I'm looking to build a feature into an Angular.js web app that allows a user to paste a url to an eCommerce site like Amazon or Zappos and retrieve the main product image from that page. My plan is to post the url to my express API and handle the image retrieval on the server.
My initial plan was to download the raw html, parse it out with htmlparser, select all the html image elements with soupselect and retrieve their src attributes. Ideally I would like to implement a solution that would work across any site, and not just hardcode values for a particular retailer's site (using specific known css class names). One of the assumptions I made was that the largest image on the page would likely be the main product image, with this logic I decided I would try to sort the images by file size. My idea was to make a http head request with the src url for each of the images to determine their size with the content-length header property. So far this approach has worked well but I would really like to avoid making so many http requests even if they are only head requests.
I feel there is a better way of doing this, would it be easier to use something like PhantomJS to load the entire page and parse it that way? I was trying to make this work as quick as possible and thus avoiding downloading all of the images. Does anyone have any suggestions?

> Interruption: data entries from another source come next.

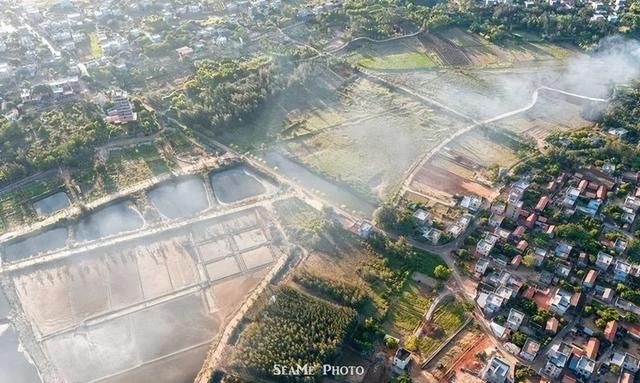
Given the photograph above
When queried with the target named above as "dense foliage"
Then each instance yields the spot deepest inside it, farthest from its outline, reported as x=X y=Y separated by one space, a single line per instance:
x=294 y=328
x=341 y=292
x=42 y=141
x=224 y=94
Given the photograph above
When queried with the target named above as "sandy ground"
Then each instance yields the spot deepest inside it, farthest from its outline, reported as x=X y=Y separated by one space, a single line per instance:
x=145 y=313
x=99 y=284
x=129 y=341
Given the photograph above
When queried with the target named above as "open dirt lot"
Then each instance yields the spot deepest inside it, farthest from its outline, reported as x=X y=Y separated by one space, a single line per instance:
x=463 y=168
x=146 y=311
x=359 y=151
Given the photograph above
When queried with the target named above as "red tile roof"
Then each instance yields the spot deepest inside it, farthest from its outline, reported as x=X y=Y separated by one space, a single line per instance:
x=552 y=325
x=583 y=185
x=593 y=345
x=610 y=330
x=591 y=277
x=542 y=203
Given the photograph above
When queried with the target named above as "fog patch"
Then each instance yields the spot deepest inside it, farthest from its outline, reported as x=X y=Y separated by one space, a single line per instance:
x=114 y=219
x=180 y=198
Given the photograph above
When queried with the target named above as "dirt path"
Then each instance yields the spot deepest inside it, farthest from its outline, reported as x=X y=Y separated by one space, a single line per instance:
x=432 y=308
x=534 y=100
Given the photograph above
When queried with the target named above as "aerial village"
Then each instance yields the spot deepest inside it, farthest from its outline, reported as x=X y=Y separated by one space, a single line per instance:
x=555 y=266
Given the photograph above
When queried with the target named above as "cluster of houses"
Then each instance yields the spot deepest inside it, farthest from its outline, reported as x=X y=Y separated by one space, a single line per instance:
x=567 y=346
x=455 y=227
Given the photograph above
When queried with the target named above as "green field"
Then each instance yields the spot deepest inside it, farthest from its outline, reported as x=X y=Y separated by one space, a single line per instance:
x=16 y=207
x=395 y=55
x=406 y=311
x=125 y=167
x=447 y=318
x=94 y=45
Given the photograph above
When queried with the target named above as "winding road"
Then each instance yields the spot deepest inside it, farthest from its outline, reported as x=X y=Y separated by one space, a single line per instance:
x=534 y=100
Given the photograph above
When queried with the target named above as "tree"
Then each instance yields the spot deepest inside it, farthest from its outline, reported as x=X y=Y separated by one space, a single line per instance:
x=385 y=217
x=615 y=369
x=529 y=260
x=523 y=372
x=518 y=338
x=633 y=250
x=391 y=342
x=404 y=378
x=442 y=272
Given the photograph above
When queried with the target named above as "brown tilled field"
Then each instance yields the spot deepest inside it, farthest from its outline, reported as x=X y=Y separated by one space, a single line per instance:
x=446 y=50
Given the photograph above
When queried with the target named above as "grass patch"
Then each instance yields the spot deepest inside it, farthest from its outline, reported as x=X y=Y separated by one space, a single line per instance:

I would think the best image to use isn't the one with the largest file size, but the image that is displayed largest on the page. PhantomJS might be able to help you determine that. Load the page, but instruct PhantomJS not to load images. Then pick the image element whose calculated dimensions are biggest. This will only work if the page uses CSS or width and height attributes on the img to give it dimension.
Alternatively, you could send the image URLs back to the client, and have the client fetch the images and figure out which is biggest. That limits the number of requests your server has to make, and it allows the user to quickly pick a different image if the largest isn't the best.